The MSO: Developing, Executing and Improving Standard Operating Procedures

The MSO: Developing, Executing and Improving Standard Operating Procedures

Developing standards, executing on those standards and continuously improving your processes is critical to achieving and maintaining your competitive advantage.

Competitive advantage comes from delivering the highest levels of quality, speed and cost performance. Developing standards, executing on those standards and continuously improving your processes is critical to achieving and maintaining that competitive advantage.

Three Objectives

Carubba Collision’s efforts relative to standard operating procedures (SOPs) are based on three objectives:

  1. Improving our training and coaching effectiveness and efficiency
  2. Improving (first-time) quality, eliminating rework, waste and relative cost
  3. Enabling continuous improvement

Our SOP documents are designed to support our efforts aimed at those three objectives. These documents include three columns:

  1. Important Steps (what to do)
  2. Key Points (how to do it)
  3. Reasons (why we do it this way)

The document is then used to guide training and coaching – where the work is being done – on the shop floor or in the office.

Continuous Improvement

Research (backed by our experience) suggests that left alone, up to 70 percent of all improvement efforts fail over time. So our managers follow up training sessions to make sure the SOP is being followed as trained and get the process back on track if necessary.

The SOP document is key to continuous improvement. Without clear and documented SOPs, trying to improve is like trying to hit a moving target.

SOPs to Consider

Here is a partial list of potential SOPs to serve as thought-starters:

  1. Telephone etiquette
  • Answering the telephone
  • Scripts
  • Putting callers on hold
  • Transferring calls
  1. Customer service
  • Greeting customers
  • Determining customer needs, wants and expectations
  • Sales process
  1. Authorization to repair
  • Creating the job information pack
  • Hand-off to vehicle check-in
  1. Vehicle check-in process
  • Identifying claim-related damage
  • Mapping unrelated damage
  • Crash wrap
  • Photos
  • Quality verification
  1. Meticulous disassembly
  • Mapping authorized repairs
  • Mapping supplement repairs
  • Bagging hardware
  • Parts cart organization
  • Final blueprint and internal information pack
  1. Parts procurement
  • Parts ordering
  • Parts check-in
  • Parts quality verification
  • Parts mirror matching
  • Parts delivery to tech
  • Parts returns
  1. Quality verification
  • Damage assessment
  • Meticulous disassembly
  • Body, structural, mechanical repair
  • Paint prep and paint
  • Assembly
  • Detail
  • Final quality verification
  1. Delivery
  • Required delivery documents
  • Customer take-home folder items by insurer
  • Positioning of vehicle upon pick-up
  • Reselling completed repair

Developing SOPs

Here are some steps for developing SOPs:

  1. Go to where the work is being done (on the shop floor, in the paint room, at the car wash bay, in the office, etc.).
  2. Observe the work being done, identifying important steps, key points and reasons why the work is done a certain way.
  3. Document how the work is actually being done now. This will serve as the current standard and fuel discussion around how the work should be done, creating an improvement opportunity.
  4. Use the SOP document to engage the people working in the process to improve the process, distribute documentation on how things are currently being done and schedule a working lunch to have a discussion around improvement opportunities. Have the meeting where the work is done, not in the lunchroom.

More Benefits

SOPs offer many benefits that go beyond the three objectives I mentioned earlier.

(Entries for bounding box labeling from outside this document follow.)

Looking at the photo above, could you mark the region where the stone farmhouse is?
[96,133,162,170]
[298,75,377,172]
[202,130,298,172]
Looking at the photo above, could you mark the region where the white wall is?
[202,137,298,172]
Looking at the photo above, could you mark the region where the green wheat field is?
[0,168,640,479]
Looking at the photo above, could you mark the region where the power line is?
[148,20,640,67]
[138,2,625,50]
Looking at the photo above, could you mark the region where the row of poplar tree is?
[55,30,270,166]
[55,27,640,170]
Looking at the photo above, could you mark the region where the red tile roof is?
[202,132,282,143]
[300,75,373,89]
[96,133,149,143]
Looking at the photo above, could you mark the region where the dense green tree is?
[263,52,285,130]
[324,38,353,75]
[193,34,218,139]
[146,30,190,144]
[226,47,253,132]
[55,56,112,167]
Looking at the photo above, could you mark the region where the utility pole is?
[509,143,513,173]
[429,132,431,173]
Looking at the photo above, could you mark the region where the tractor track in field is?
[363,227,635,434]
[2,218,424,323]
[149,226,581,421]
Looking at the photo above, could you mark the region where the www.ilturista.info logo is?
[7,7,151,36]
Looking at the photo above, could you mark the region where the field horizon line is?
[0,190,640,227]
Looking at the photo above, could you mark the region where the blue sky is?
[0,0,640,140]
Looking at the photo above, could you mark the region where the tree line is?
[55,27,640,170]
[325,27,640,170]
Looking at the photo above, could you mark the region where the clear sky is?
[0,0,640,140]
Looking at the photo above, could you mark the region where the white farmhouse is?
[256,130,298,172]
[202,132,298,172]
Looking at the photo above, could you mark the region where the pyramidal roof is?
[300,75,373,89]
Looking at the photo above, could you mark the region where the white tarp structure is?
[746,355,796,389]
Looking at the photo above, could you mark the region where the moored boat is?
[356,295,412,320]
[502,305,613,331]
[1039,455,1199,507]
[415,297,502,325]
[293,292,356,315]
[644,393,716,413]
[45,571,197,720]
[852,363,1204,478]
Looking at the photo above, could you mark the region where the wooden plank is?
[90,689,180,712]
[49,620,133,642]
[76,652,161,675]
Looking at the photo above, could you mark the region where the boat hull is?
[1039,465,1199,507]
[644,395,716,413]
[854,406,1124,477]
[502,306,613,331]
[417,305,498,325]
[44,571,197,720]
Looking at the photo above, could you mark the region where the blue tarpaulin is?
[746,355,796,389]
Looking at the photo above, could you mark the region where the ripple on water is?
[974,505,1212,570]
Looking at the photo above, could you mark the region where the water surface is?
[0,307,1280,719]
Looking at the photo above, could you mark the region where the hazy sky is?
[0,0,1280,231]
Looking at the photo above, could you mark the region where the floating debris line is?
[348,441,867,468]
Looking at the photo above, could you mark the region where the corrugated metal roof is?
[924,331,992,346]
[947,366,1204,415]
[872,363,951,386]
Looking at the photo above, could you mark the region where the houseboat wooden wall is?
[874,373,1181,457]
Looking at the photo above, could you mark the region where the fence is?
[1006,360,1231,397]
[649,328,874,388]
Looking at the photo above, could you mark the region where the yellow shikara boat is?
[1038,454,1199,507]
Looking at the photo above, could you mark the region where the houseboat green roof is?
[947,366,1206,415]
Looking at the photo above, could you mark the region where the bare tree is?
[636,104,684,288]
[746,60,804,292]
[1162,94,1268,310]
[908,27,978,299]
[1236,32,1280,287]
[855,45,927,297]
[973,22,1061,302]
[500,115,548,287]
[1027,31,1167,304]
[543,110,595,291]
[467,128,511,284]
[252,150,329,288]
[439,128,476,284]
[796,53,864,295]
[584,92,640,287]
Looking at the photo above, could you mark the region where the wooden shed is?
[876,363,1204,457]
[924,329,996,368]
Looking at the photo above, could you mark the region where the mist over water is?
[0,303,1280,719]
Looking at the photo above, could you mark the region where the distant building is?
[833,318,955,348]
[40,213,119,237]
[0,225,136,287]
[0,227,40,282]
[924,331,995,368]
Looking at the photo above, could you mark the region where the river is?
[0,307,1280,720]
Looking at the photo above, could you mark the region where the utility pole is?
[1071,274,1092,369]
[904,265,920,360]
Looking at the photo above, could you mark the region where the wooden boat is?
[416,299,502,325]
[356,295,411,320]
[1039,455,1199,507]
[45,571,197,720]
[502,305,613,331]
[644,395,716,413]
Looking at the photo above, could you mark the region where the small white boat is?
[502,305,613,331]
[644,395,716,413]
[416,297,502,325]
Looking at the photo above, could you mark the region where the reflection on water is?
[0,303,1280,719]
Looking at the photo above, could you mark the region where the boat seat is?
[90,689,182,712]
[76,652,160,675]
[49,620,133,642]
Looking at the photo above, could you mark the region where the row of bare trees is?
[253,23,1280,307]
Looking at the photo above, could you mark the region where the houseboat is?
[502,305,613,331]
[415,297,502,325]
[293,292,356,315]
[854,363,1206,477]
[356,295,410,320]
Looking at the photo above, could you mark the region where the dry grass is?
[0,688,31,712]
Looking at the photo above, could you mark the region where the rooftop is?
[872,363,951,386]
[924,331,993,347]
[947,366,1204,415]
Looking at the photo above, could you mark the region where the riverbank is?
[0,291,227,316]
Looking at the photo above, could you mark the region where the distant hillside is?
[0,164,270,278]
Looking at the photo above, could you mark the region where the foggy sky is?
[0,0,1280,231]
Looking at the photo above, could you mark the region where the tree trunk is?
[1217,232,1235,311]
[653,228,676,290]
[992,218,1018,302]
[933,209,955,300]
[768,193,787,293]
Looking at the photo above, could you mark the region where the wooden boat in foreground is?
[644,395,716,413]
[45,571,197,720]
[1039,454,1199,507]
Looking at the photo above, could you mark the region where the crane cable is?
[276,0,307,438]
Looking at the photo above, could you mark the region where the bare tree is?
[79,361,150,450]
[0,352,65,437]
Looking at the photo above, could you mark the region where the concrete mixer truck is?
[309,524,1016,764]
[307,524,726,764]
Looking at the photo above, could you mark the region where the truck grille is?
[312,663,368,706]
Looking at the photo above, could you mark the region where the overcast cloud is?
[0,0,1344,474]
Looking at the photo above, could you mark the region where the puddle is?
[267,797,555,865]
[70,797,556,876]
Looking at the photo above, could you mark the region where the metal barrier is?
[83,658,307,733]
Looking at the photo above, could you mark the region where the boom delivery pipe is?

Good SOPs will do the following:

  1. Strengthen competitive advantage of quality, speed and cost performance.
  • Improve training effectiveness and efficiency
  • Eliminate waste and relative cost
  • Reduce mistakes
  • Improve (first-time) quality workmanship and customer experience
  1. Enable development of resources and flexibility to perform a job.
  • Example: A disassembly technician calls in sick and will not be able to work for four days, leaving store “A” short in that department. Transfer to another store is easy when all disassembly technicians perform work to a standard.
  • Example: A parts manager gets swamped with orders arriving, so he recruits help from a shop porter or technician to perform parts check-in, quality verification and mirror matching.
  • Example: A customer service representative (CSR) is out three days while attending a training program. A CSR from another location is brought in to compensate for the CSR being away for a few days.
  1. Reduce workplace stress.
  2. Enable load leveling of people and/or jobs.

We’re Never Done

The collision industry continues to change at a rapid rate. With change comes many new and extraordinary opportunities that require us to continuously improve our processes and our systems.

Every improvement requires change, and change is always the challenge to overcome. We believe developing, executing and improving our SOPs is critical to our success today and in the future.